The chairman of the U.S. Joint Chiefs of Staff, Dan Kain, has summoned defence ministers and senior military representatives from 34 Western Hemisphere countries to a rare meeting on February 11, billed as an effort to build consensus on shared security priorities and deepen regional cooperation. U.S. officials describe the gathering as an opportunity to align approaches to threats that cross national borders, with a particular emphasis on narcotics trafficking and organised crime.
The meeting comes amid an intense U.S. military campaign in the Caribbean and eastern Pacific against vessels Washington calls "drug boats." Since early September, U.S. forces have carried out over 35 strikes that the Pentagon characterises as targeting narcotics operations, actions that U.S. authorities say have killed more than a hundred people. U.S. officials have not published evidence publicly demonstrating that the vessels struck were actively engaged in drug trafficking, and the sustained deployment represents the largest U.S. military presence in the Caribbean in decades.

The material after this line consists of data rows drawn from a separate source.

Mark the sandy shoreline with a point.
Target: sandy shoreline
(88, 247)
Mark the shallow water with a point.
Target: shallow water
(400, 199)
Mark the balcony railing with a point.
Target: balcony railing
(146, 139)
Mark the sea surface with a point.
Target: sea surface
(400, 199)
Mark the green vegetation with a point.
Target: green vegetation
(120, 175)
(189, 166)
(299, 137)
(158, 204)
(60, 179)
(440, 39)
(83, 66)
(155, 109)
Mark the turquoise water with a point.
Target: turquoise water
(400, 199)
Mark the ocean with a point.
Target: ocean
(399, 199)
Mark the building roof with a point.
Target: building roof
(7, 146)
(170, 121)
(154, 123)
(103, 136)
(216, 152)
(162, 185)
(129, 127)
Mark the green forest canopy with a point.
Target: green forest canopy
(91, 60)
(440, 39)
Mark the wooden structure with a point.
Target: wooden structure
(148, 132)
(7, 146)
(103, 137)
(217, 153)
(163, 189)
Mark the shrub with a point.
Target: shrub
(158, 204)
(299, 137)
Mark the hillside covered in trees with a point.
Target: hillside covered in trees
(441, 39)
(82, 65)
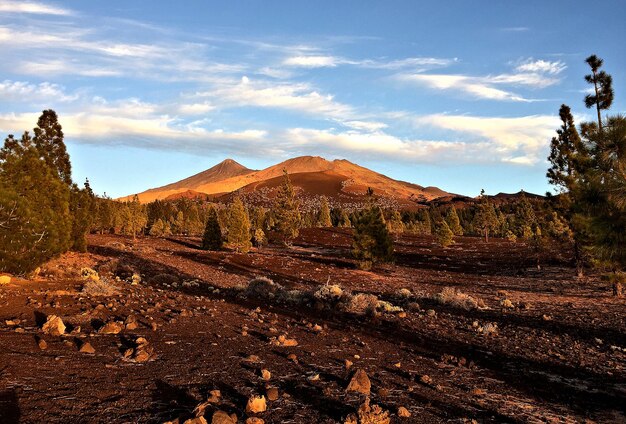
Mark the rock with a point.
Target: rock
(403, 412)
(42, 344)
(111, 327)
(256, 404)
(360, 383)
(54, 326)
(272, 393)
(131, 322)
(197, 420)
(87, 348)
(221, 417)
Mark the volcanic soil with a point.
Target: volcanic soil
(542, 345)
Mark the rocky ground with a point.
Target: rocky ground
(155, 330)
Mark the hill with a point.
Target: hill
(340, 180)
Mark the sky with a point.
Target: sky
(459, 95)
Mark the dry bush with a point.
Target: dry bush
(452, 297)
(101, 287)
(164, 279)
(362, 304)
(264, 288)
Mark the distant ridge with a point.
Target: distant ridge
(339, 179)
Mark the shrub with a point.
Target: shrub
(451, 297)
(264, 288)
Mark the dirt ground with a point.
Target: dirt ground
(557, 353)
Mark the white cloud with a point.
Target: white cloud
(9, 6)
(462, 83)
(521, 140)
(312, 61)
(300, 97)
(26, 92)
(541, 66)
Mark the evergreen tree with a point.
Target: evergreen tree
(35, 220)
(260, 239)
(485, 219)
(134, 217)
(372, 242)
(454, 224)
(286, 211)
(602, 85)
(443, 233)
(323, 218)
(82, 209)
(48, 140)
(239, 227)
(212, 238)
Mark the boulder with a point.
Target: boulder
(360, 383)
(54, 326)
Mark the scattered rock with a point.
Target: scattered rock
(42, 344)
(360, 383)
(111, 327)
(403, 412)
(272, 393)
(256, 404)
(54, 326)
(87, 348)
(221, 417)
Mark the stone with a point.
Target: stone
(256, 404)
(426, 379)
(272, 393)
(360, 383)
(403, 412)
(42, 344)
(54, 326)
(197, 420)
(221, 417)
(87, 348)
(111, 327)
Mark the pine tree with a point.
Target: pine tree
(372, 242)
(323, 218)
(485, 219)
(35, 220)
(239, 227)
(48, 140)
(602, 85)
(443, 233)
(286, 211)
(212, 238)
(452, 219)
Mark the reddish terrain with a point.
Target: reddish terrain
(558, 355)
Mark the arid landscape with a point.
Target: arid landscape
(528, 345)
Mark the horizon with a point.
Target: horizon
(460, 96)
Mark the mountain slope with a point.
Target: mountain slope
(312, 174)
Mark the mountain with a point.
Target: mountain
(339, 179)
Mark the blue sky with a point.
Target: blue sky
(461, 95)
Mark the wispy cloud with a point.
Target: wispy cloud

At stake is more than tactical cooperation. For Washington, the summit is meant to legitimise and internationalise a strategy that links military presence, intelligence-sharing and law-enforcement coordination to choke off routes for illicit drugs and the criminal organisations that exploit them. For many countries in Latin America and the Caribbean, the invocation of military-to-military ties raises questions about sovereignty, legal authority over use of force on the seas, and the appropriate balance between policing and military action.

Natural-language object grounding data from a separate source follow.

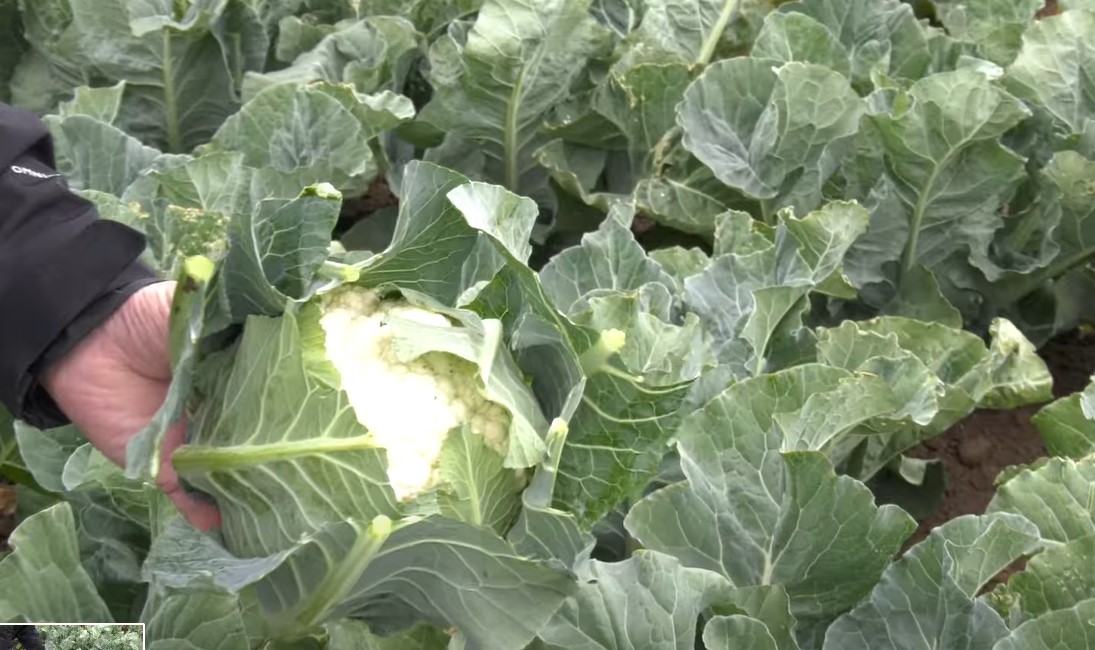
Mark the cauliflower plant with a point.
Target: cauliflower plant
(408, 407)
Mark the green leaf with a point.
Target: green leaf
(994, 26)
(1050, 73)
(1050, 241)
(761, 517)
(92, 154)
(273, 436)
(1068, 426)
(435, 570)
(43, 577)
(947, 176)
(1052, 580)
(319, 132)
(169, 60)
(193, 619)
(372, 55)
(12, 45)
(1064, 628)
(953, 374)
(690, 30)
(792, 36)
(770, 130)
(660, 352)
(751, 298)
(737, 631)
(878, 36)
(607, 260)
(495, 83)
(480, 490)
(647, 601)
(768, 604)
(688, 196)
(928, 598)
(353, 635)
(103, 104)
(55, 62)
(1055, 495)
(448, 235)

The operation also carries reputational risks. If partner governments and publics conclude that strikes lack transparent evidence or cause civilian harm, the meeting could harden scepticism and complicate future collaboration. Conversely, if the summit yields concrete mechanisms for regional verification, joint investigations and capacity building for interdiction that respect legal norms, it could institutionalise a shared response to transnational crime and defuse bilateral tensions over unilateral U.S. action.
Washington's push to convene so many defence leaders simultaneously signals the diplomatic urgency the United States attaches to the issue, and it will test whether military diplomacy can translate into political legitimacy for contested operations at sea. How participating states frame outcomes — operational protocols, intelligence-sharing agreements, or public standards for evidence — will determine whether the gathering marks a turning point in hemispheric security cooperation or a flashpoint for regional pushback.